It's certainly not easy being a customer these days. Especially when you notice that your local store is adding a fee to your receipt on top of already rising costs and sales tax. Shoppers at Target in Denver noticed a new Public Improvement Fee on store receipts, for which customers are also taxed.

A Public Improvement Fee is not a tax, it's another charge added to the transaction in addition to whatever you purchased. As a separate line item charge, you are also paying a tax on this fee as part of the sale.

What Is A Public Improvement Fee?

Instead of raising costs to cover improvments at a business location, the cost is just being passed on to customers via a fee on their receipt.
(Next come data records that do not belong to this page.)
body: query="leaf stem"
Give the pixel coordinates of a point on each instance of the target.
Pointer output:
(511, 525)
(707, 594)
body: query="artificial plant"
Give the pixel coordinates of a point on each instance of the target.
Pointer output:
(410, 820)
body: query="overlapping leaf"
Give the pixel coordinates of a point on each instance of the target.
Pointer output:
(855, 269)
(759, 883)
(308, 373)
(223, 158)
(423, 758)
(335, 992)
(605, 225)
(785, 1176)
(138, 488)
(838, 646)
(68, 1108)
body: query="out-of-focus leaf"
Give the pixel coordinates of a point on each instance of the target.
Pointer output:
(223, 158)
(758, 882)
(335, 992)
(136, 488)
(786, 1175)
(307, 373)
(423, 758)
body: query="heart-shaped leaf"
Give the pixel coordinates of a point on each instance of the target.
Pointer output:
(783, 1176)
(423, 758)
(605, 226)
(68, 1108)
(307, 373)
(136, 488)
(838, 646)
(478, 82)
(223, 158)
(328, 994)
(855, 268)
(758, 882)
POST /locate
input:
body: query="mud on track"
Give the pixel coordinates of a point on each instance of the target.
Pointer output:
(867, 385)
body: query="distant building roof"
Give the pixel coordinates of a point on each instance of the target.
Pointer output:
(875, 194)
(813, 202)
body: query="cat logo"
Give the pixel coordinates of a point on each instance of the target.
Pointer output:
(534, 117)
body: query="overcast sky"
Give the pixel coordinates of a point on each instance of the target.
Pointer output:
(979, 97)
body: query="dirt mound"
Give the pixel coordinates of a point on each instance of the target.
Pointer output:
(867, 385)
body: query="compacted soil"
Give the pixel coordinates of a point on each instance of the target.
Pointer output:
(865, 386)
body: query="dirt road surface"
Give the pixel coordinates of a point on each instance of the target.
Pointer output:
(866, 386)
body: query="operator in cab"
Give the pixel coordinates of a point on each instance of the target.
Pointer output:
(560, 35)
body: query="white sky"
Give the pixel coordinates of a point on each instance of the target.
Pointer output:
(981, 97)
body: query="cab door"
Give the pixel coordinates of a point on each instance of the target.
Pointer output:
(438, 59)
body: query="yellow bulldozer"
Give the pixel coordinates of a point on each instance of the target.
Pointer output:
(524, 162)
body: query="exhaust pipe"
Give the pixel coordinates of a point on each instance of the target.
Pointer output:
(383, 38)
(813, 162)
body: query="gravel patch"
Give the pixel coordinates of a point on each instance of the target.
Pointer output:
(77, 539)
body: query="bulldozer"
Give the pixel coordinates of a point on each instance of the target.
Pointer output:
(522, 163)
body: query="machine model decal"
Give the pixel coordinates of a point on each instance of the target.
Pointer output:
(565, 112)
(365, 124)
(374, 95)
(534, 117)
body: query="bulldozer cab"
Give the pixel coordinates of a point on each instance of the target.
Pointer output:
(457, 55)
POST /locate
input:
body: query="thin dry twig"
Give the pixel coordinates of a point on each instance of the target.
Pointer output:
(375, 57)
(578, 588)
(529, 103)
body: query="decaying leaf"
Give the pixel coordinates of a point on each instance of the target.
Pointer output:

Attorney Carolynne White told CBS Denver the fees have been a part of developing several new shopping centers in Colorado over the past few decades. PIF charges often go towards paying for the parking lots, water/sewage, and public improvments.

Stores that elect to pass on costs to the customer as a PIF must display the charge on your receipt. Some stores add this fee to pay for an upgrade, then remove the PIF when the project is complete.

It's Not Just Target

Many cities in Colorado will list PIF by municipality so consumers can know which stores will charge them fees. Most people don't know they have ways of looking this up.

A few years back, Hobby Lobby in Fruita charged customers a PIF that most customers didn't even notice. Several shopping centers and shopping malls in Colorado have been charging a PIF for years. The city of Colorado Springs will not approve a city project if it doesn't come with a PIF.

As time passes, it's up to Coloradans to select shopping at the 40-year-old malls and stores or pay a PIF for upgrades.